Ming-liang Tsai is known for his slow and aesthetically driven movies. I must admit that Good-bye, Dragon Inn was exhausting at times, but in the end, it is clearly a movie I would encourage you to watch; as in other movies in which there is no narrative to speak of, no clear center of a story that goes from a to b, you are really forced to watch as the images are not defined in the sense that it is self-evident what you should be paying attention to. Nonetheless, I was not able to suppress the question: what purpose does this extreme slowness (Tarkovsky's movies pale in comparison) serve? How is it connected with the themes of the film? The setting is a movie theater. It becomes clear that this cinema is about to close its doors. We see a woman working in the cinema, which seems almost deserted. The static camera (tilted at a strange angle) follows her routines: heating a snack, walking down a corridor etc.. The cinema is still showing movies, but only a couple of people show up. It's raining outside, and the rain is leaking into the roof. Sometimes, all you can here is the gentle sound of the rain. Good-bye Dragon Inn patiently sits down besides or behind the neck of these last movie-goers (one of whom seems more interested in flirting with men, another pair crying while watching the movie). I am not sure whether this is a wistful homage to a dying social institution, or whether the cinema is portrayed as a place that is bound to die out. Maybe the answer is: both.

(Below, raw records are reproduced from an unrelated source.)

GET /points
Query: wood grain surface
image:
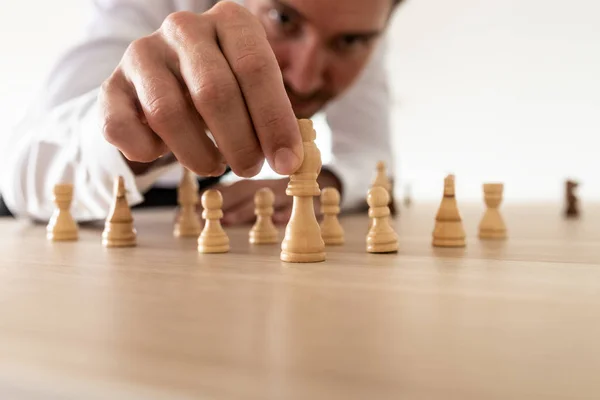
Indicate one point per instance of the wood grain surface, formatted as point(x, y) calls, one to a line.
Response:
point(518, 319)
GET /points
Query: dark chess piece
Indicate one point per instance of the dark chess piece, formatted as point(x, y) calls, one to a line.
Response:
point(572, 208)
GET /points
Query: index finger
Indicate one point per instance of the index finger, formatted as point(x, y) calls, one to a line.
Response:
point(248, 52)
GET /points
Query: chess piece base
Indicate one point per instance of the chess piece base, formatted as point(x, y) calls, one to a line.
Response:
point(302, 257)
point(119, 235)
point(333, 240)
point(449, 243)
point(119, 242)
point(382, 247)
point(187, 231)
point(67, 236)
point(491, 234)
point(213, 249)
point(218, 244)
point(263, 239)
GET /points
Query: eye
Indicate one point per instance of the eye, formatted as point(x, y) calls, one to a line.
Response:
point(284, 21)
point(348, 43)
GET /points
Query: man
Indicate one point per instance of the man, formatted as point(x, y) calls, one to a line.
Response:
point(150, 79)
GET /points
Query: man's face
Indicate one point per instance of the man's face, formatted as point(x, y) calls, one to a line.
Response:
point(321, 45)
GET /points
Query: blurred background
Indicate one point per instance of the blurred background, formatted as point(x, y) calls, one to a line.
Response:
point(488, 90)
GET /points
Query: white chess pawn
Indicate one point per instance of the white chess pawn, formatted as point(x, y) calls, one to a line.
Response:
point(118, 228)
point(62, 226)
point(264, 231)
point(303, 242)
point(492, 225)
point(188, 222)
point(213, 238)
point(448, 231)
point(331, 229)
point(381, 237)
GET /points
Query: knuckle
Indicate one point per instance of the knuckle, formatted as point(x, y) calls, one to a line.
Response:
point(138, 49)
point(113, 130)
point(245, 156)
point(176, 23)
point(161, 111)
point(205, 167)
point(271, 119)
point(229, 10)
point(252, 65)
point(213, 90)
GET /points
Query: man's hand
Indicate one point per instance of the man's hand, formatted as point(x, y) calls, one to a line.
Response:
point(238, 199)
point(212, 71)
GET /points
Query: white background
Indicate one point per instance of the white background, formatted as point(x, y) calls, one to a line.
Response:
point(489, 90)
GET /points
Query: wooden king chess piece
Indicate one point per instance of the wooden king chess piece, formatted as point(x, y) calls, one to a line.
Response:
point(188, 222)
point(213, 238)
point(448, 231)
point(492, 225)
point(118, 229)
point(381, 237)
point(303, 242)
point(264, 231)
point(331, 229)
point(62, 226)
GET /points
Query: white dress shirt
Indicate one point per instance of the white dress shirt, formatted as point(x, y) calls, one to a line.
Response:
point(60, 140)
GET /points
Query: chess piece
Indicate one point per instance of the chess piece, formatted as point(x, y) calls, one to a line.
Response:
point(407, 196)
point(303, 242)
point(492, 226)
point(213, 238)
point(331, 229)
point(188, 222)
point(381, 237)
point(264, 231)
point(118, 229)
point(572, 207)
point(382, 180)
point(449, 231)
point(62, 226)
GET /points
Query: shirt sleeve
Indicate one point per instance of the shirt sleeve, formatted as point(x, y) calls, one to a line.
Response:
point(360, 131)
point(60, 139)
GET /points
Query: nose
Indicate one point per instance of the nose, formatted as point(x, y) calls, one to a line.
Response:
point(306, 69)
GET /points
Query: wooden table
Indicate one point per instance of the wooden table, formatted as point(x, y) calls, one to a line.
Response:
point(511, 320)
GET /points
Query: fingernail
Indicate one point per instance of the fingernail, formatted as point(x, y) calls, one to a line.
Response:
point(286, 161)
point(253, 171)
point(219, 171)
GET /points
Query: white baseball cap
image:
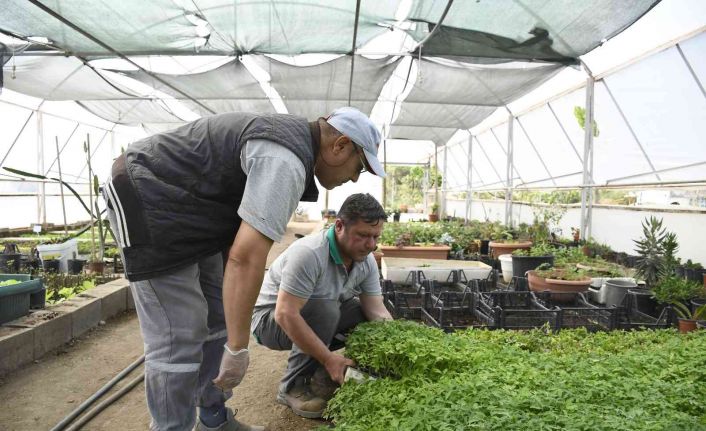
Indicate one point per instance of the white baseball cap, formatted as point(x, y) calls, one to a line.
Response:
point(358, 127)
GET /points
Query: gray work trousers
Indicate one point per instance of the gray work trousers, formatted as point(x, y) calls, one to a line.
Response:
point(183, 328)
point(325, 317)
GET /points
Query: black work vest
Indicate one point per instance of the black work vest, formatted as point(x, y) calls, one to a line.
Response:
point(179, 191)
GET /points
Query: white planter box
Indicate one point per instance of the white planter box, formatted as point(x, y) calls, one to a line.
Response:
point(506, 266)
point(397, 269)
point(64, 251)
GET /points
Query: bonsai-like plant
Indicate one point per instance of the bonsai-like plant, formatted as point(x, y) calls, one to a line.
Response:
point(537, 250)
point(650, 248)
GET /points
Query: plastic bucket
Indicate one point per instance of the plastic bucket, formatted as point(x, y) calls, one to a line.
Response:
point(506, 267)
point(615, 289)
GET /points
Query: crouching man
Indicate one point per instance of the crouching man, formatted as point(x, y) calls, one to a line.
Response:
point(321, 286)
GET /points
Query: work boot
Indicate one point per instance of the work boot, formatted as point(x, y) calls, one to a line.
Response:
point(302, 400)
point(321, 384)
point(229, 425)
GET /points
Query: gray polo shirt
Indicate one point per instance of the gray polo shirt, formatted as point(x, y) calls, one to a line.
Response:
point(312, 268)
point(276, 181)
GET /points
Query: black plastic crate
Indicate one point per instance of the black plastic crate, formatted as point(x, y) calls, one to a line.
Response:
point(404, 301)
point(450, 310)
point(632, 316)
point(513, 310)
point(578, 312)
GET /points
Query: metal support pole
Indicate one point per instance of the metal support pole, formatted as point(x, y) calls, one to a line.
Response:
point(17, 137)
point(566, 135)
point(41, 198)
point(586, 189)
point(355, 39)
point(691, 70)
point(436, 170)
point(469, 178)
point(541, 160)
point(508, 172)
point(61, 183)
point(444, 182)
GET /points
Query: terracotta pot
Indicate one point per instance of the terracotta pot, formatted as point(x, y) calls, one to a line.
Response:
point(686, 325)
point(558, 288)
point(378, 258)
point(417, 252)
point(497, 248)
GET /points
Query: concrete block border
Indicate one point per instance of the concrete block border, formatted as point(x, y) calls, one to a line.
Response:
point(30, 337)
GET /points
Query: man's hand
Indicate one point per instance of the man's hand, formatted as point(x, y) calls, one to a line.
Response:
point(336, 366)
point(233, 368)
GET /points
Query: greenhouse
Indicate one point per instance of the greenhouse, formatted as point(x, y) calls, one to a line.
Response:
point(170, 168)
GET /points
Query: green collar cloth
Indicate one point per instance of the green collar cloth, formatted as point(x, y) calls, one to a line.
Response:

Only a very few lines are spoken in the film. Ming-liang Tsai strips down cinema to its bare bones, at the same time he is showing patrons in a huge non-crowded room looking at bustling scenes on a screen - they are in fact watching a sword-fighting movie. This juxtaposition between film as engrossing viewing pleasure, as a flight, as a place for lonely contemplation, as diversion and as attention works pretty well, and I never thought that the result gets too self-conscious (we are not watching a Godard movie) but the risk is there. The eerie beauty of the film is rooted in everyday things, but at the same time the whole place is somehow cut off from reality (the entire film takes place within the cinema theater). I don't know whether I have seen any film in which the place of movie-watching is as nakedly exposed as in this film, where desperation intermingles with sadness and loneliness - and nostalgia (Aki Kaurismäki would perhaps like this stylized movie about the pleasure and strangeness of cinema).

So how does this work? I mean, the odds are small against a film that has no story, where the camera remains static and where we now next to nothing about the people we see. It still works. It's wrong to say Good-bye Dragon Inn is more style than content, but it is impossible not to mention its colors and its grasp of movement (even if these movements themselves remain at a snail's pace). If you've watched films by Wong Kar-Wai you know what I'm talking about (their cinematic sensibilities are somewhat similar).

Did I mention this is a funny movie? You might not believe it, but somehow, it is. If you've experience the dreadful company of popcorn-munching movie-goers, maybe you will get the kinds of jokes the film quietly deals in.